The ride of more than eight miles was mostly a smooth ride, despite the roughness of some pavement places. Particular attention was given to traffic and other possible motor vehicle hazards along the street route. Going along the well-done sidewalk/bicycle path through the City of Carter Lake did not include any stops nor the spending a single cent.
Upon arrival at Carter Lake, there were several guys fishing near Bird Isle, at the eastern extent of the oxbow lake. These sportists had a lot of stuff, including various sorts of the things needed to snag and yank fish from the lake, including small boats, augers to pierce holes, big trucks to carry everything to their destination and many other sorts of accoutrements seemingly necessary to catch fish from the lake.
Further north and slightly westward after an unknown number of rotations needed to pedal a bicycle there was the waterfowl congregation at the relatively small extent of water without a cover of ice.
It was a phantasmagoria of many waterfowl, with individual voices heard as given by so many ducks or geese during a spectacular grandeur of wild birds on a Sunday in winter.
The magnificent Trumpeter Swans were obviously the birds which got the first attention, as they are so uniquely prominent right now at the Carter Lake.
There were so many swans, with 28 the extent based upon two counts. Especially seen were the family groups, with the parents and juveniles raised during the season of 2013, going about their ways. As a family, the young appreciating guidance by elders that brought them to a "safe" haven for during the harsh winter season.
None of the waterfowl at the oxbow know anything about the "big story" in the local newspaper.
Whilst about Levi Carter Park, there was obviously no chance to spend any money, whether a nickel, a dollar or even some sort of currency in the $10-20 range. Incoming flocks of the Canada Goose, did not convey that there would be a fee to see them arrive in their full glory of sight and sound. Some Harris's Sparrows didn't ask for any remuneration in order to see them scurry among a bit of brush. A secretive pair of cardinals got a deserved appreciation at no cost to the watcher, while they do deserve recognition of their value to this park place.

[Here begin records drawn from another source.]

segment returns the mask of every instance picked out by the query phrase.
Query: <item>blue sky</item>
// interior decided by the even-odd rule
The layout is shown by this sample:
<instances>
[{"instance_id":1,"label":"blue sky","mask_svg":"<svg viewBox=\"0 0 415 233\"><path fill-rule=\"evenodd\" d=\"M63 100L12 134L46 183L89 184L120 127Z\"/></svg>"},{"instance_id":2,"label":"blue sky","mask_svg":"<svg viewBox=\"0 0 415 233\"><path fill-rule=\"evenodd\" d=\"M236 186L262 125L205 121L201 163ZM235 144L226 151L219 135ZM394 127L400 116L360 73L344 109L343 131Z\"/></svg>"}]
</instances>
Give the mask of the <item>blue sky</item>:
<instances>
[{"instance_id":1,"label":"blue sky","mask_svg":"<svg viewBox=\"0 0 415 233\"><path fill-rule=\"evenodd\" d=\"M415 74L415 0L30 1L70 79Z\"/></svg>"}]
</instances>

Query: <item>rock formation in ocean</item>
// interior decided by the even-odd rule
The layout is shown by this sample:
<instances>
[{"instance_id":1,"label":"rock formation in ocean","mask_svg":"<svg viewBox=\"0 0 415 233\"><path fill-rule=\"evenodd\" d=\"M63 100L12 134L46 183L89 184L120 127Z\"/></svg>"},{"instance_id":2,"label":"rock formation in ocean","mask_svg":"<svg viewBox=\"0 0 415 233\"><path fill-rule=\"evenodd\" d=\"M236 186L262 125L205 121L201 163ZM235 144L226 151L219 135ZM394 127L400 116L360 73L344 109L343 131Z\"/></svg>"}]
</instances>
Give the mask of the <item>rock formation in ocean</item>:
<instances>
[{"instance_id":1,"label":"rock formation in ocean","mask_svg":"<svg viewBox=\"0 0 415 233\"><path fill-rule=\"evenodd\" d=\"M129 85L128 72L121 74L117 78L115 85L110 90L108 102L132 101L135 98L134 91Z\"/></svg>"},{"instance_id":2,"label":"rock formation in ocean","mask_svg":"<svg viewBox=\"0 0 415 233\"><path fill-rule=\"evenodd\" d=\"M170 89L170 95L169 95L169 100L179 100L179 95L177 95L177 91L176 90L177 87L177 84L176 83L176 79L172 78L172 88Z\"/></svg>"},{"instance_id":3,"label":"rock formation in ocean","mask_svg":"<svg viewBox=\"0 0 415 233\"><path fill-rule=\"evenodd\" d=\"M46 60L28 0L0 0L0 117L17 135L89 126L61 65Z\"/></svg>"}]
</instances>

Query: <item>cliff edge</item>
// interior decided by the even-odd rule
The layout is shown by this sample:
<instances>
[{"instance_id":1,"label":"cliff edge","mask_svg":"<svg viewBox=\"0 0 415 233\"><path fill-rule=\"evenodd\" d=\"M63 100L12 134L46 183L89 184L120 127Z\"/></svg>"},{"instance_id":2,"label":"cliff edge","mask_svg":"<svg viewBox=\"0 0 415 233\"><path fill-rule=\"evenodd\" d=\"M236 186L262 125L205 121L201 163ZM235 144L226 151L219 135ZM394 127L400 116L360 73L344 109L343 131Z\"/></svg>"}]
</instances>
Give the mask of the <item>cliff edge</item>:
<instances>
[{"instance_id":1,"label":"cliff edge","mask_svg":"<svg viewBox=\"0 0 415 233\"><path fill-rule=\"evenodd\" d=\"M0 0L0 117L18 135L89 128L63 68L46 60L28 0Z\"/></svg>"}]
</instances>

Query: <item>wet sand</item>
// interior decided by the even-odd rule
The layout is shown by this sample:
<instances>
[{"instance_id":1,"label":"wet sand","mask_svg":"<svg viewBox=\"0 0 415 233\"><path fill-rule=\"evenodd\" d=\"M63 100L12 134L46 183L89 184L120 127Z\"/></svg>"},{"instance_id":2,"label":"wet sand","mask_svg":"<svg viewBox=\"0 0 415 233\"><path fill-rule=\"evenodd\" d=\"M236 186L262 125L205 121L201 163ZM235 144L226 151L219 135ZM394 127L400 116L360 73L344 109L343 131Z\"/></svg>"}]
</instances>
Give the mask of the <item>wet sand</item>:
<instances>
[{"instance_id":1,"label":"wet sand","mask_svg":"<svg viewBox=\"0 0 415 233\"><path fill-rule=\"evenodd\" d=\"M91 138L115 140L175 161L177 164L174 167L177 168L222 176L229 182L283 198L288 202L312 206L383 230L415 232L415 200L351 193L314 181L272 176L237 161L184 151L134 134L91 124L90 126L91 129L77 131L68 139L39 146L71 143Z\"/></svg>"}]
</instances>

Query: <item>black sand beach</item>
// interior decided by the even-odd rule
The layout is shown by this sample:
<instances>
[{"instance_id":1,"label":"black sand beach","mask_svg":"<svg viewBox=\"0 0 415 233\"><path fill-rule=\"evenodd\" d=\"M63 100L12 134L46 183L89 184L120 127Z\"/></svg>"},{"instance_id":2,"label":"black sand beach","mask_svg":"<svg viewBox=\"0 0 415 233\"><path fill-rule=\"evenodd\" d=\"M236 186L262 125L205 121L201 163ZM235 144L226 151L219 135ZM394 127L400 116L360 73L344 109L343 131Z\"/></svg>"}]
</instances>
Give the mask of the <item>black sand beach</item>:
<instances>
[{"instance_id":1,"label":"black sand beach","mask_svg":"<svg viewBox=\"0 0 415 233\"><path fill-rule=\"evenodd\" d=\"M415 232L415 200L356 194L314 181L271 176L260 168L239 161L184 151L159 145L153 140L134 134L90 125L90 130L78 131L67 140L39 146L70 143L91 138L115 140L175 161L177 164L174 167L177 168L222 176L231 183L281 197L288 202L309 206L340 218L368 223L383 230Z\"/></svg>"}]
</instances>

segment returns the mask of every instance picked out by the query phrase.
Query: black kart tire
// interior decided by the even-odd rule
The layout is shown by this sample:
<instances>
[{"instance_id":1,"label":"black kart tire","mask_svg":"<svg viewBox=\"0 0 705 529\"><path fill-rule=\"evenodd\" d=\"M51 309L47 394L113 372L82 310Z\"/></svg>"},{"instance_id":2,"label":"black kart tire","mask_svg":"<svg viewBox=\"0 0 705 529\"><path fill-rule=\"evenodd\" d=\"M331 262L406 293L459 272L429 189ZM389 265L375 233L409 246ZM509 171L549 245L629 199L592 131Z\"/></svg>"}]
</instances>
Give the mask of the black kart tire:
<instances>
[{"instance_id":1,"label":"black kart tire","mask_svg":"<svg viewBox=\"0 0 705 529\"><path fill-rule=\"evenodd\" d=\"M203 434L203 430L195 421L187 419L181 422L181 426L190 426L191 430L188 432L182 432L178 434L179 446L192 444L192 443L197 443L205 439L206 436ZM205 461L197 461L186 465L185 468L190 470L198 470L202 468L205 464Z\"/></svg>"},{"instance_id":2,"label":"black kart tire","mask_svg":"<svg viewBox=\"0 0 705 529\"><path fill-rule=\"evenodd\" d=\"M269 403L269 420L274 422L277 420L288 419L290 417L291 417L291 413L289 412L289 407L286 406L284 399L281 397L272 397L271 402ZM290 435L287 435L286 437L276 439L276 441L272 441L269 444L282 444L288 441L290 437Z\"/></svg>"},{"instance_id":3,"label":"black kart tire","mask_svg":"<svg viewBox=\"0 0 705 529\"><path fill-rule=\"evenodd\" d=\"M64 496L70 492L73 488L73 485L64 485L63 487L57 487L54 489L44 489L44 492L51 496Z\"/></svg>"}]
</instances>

Birds can be freely watched at any time. If there is money that should be spent, it would be a thousands or more to make certain that these feathered wonders have a safe haven, and that there is a place for them to thrive now and into the future.
The morning ended pedal by pedal now that would be a stat for a bureaucrat to ponder for at least eight miles back to the neighborhood. Then some pennies were spent for the electricity to enter the days records into a database, and for the time needed to scribe these words using an aged computer.
Benefit of this outing to the local economy: zero dollars and no cents. Personal value: priceless ... once again.